The ConGlassCrete I and II studies, conducted by the Centre for Cement and Concrete at the University of Sheffield concluded that ground glass pozzolana is suitable for use as a pozzolanic cement replacement material and that concrete products containing waste glass complied with appropriate British Standards.
Andy Dawe, material sector manager for glass at WRAP says: "The use of waste glass as an aggregate and pozzolan in concrete manufacture has huge potential that has not been exploited due to a lack of standards and third party certification.
"These projects have been extensively researched by industry and the University of Sheffield, and third party certification for the use of glass from various waste streams in concrete has been achieved. Industry now has tentative specifications and pre-certification reports that may increase confidence in glass as a material that can be used in concrete, especially as a pozzolan and decorative aggregate."
The ConGlassCrete I Project found that all products made with waste container glass have equivalent type test results to products made with natural aggregates and that after one year, dimensional stability tests indicated detrimental reactions between cement and glass only occur when high-alkali Portland cement is used.
However, according to WRAP, the project clearly demonstrated that the use of alkali-silica reaction (ASR) suppressants almost totally eliminated these effects at one year and how glass particle size of less than 1mm may also reduce ASR effects.

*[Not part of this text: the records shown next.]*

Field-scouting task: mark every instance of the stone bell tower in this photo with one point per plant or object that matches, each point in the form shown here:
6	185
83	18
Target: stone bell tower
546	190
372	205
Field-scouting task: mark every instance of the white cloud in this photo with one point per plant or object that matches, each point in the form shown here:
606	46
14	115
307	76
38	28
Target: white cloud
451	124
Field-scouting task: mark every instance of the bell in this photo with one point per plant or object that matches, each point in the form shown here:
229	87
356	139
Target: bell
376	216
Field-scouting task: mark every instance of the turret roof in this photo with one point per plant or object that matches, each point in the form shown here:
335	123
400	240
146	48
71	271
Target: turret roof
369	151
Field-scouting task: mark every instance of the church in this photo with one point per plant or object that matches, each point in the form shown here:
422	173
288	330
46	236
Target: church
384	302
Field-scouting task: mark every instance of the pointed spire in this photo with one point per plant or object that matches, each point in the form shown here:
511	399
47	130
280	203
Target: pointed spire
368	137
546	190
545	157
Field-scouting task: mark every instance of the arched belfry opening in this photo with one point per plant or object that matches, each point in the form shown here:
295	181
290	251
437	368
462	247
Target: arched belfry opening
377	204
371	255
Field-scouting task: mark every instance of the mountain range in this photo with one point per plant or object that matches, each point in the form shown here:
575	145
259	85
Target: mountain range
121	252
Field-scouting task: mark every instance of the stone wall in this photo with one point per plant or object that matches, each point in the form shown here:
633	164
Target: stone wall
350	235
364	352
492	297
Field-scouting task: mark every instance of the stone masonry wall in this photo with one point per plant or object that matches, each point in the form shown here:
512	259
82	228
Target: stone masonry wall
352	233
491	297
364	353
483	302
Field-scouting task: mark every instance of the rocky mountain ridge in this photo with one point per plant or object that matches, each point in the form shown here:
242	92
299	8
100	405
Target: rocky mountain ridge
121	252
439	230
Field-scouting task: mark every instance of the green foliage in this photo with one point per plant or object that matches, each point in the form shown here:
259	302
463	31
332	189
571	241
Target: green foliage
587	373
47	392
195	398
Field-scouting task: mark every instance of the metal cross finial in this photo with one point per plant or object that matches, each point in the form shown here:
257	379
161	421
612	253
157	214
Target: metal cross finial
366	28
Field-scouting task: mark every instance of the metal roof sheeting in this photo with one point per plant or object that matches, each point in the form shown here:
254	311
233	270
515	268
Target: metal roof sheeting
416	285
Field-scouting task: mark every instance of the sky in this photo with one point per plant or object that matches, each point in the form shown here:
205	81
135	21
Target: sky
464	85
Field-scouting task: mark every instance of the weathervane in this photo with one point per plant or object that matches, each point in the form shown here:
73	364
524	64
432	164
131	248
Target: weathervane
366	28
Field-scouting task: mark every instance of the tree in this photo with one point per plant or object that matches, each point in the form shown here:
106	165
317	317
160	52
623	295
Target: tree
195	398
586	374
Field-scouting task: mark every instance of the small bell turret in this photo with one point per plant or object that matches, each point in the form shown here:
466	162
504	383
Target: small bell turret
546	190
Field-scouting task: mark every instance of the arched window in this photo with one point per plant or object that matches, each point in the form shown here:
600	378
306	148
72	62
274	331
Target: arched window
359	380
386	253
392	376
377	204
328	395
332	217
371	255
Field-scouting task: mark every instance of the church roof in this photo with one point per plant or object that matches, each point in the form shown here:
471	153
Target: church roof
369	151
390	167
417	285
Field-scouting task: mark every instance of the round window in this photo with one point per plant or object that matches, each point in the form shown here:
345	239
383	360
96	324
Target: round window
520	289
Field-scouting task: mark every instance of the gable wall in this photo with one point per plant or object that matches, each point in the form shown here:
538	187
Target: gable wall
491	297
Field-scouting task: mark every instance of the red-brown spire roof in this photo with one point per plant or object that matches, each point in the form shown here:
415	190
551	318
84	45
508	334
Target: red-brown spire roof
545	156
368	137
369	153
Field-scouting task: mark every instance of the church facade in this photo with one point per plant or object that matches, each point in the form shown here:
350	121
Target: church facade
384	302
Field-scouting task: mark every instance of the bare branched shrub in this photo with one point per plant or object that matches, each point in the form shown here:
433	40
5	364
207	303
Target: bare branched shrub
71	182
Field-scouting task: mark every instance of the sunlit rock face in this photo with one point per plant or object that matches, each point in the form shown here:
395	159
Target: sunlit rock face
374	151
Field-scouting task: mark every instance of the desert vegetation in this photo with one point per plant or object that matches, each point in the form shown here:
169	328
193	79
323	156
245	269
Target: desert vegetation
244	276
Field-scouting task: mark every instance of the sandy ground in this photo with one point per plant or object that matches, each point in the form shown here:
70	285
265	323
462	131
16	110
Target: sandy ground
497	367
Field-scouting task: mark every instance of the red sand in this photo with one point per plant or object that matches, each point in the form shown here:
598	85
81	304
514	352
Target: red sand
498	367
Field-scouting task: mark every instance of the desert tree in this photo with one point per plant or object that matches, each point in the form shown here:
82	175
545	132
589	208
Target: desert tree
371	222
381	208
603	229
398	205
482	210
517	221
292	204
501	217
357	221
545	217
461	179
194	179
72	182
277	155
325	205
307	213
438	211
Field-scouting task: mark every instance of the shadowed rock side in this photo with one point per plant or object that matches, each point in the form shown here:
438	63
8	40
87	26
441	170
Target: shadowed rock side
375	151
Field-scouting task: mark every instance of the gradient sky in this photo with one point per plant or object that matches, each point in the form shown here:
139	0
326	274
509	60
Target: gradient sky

According to the ConGlassCrete II report, while some markets for recycled waste glass do exist in construction - 200,000 tonnes as aggregate in asphalt, pipe bedding, backfill, loose fill, decorative use and golf bunkers - there is "huge potential" to increase usage in the concrete construction sector. It says: "Finely ground glass has the appropriate silica (Si02) content to react with dissolved calcium hydroxide in the presence of water and form hydrated compounds in a similar way to pozzolanic materials such as pulverized fuel ash (PFA), ground-granulated blastfurnace slag (GGBS) and microsilica (MS)."